The senior football team was formed in 2005 with the initiative of current academy director and former senior team coach, Ibrahim Mbikalo, and club chairman Chris Amimo at the insistence of players Karim Rersa, Mohamed Junaid and Azim Butt. On arrival from a tour of the United Kingdom, the team members found themselves overage and with no category to fill in since the youth academy could only accommodate those below fourteen years of age. Under the guidance of Mbikalo, Ligi Ndogo gained their first honours by winning the Private Secondary Schools' League in 2005. They played in the Kiko Cup towards the end of the year, crashing out through a 3–2 loss to Kibera Combined on spot kicks. The team entered the second division of the Nationwide League in 2006, afterwards gaining promotion to the first division. The original team that was formed during the 2005 season included Junaid, Rersa, Butt and several other players. Genk forward Ayub Masika and former Tusker striker Jesse Were both featured for the team briefly. In its effort to pool talent, the team began to bring in non-academy players in 2006.

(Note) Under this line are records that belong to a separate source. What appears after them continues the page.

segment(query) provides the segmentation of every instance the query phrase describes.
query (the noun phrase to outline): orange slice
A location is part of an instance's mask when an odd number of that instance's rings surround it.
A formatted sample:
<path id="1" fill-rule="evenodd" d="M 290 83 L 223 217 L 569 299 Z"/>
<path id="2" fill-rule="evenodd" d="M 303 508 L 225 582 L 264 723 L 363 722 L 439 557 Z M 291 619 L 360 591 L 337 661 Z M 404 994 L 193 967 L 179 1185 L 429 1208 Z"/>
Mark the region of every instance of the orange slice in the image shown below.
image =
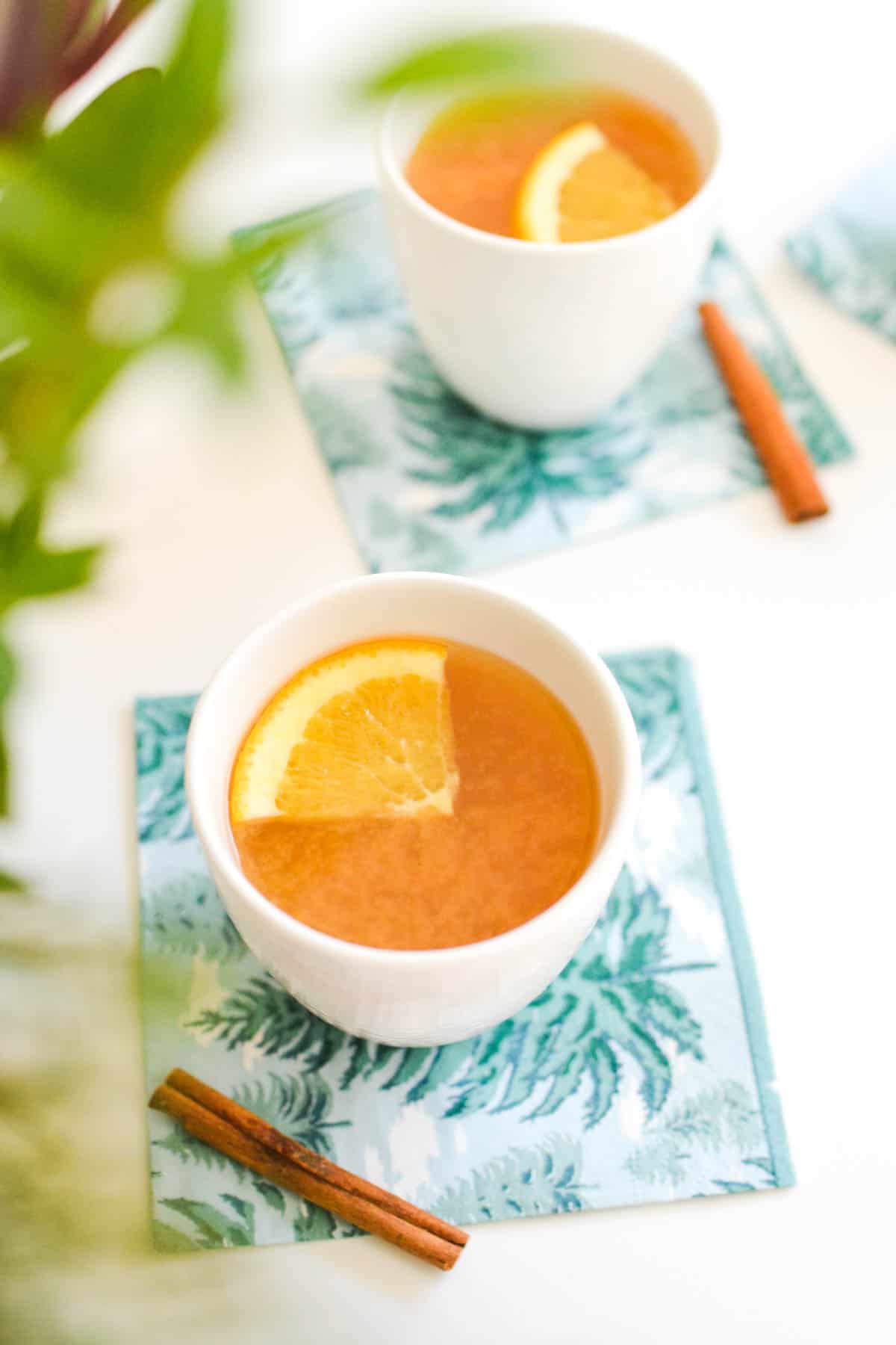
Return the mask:
<path id="1" fill-rule="evenodd" d="M 520 184 L 514 229 L 532 243 L 590 242 L 645 229 L 674 208 L 665 187 L 580 121 L 536 156 Z"/>
<path id="2" fill-rule="evenodd" d="M 446 654 L 433 640 L 373 640 L 298 672 L 239 749 L 232 822 L 451 812 Z"/>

In the Nationwide League Second Division, the team went unbeaten in their first season, winning 20 matches without a loss to gain promotion to the First Division. During the course of the season, the team played several tournaments, most notably the Odiso Cup, in which they reached the semi-finals against Toito.

Ligi Ndogo claimed their first major honour when they won the Anti-Corruption Cup in 2009, beating Kariobangi Sharks 1–0 in the final at the Nairobi Technical Institute, and in 2010, the team played in the KFF Nationwide League, finishing second behind Dandora Youth. The following season, they again finished second, this time behind Muhoroni Youth, who were promoted to the Premier League under controversial circumstances. Former Kenya Football Federation chairman Mohammed Hatimy termed their promotion as "unconstitutional".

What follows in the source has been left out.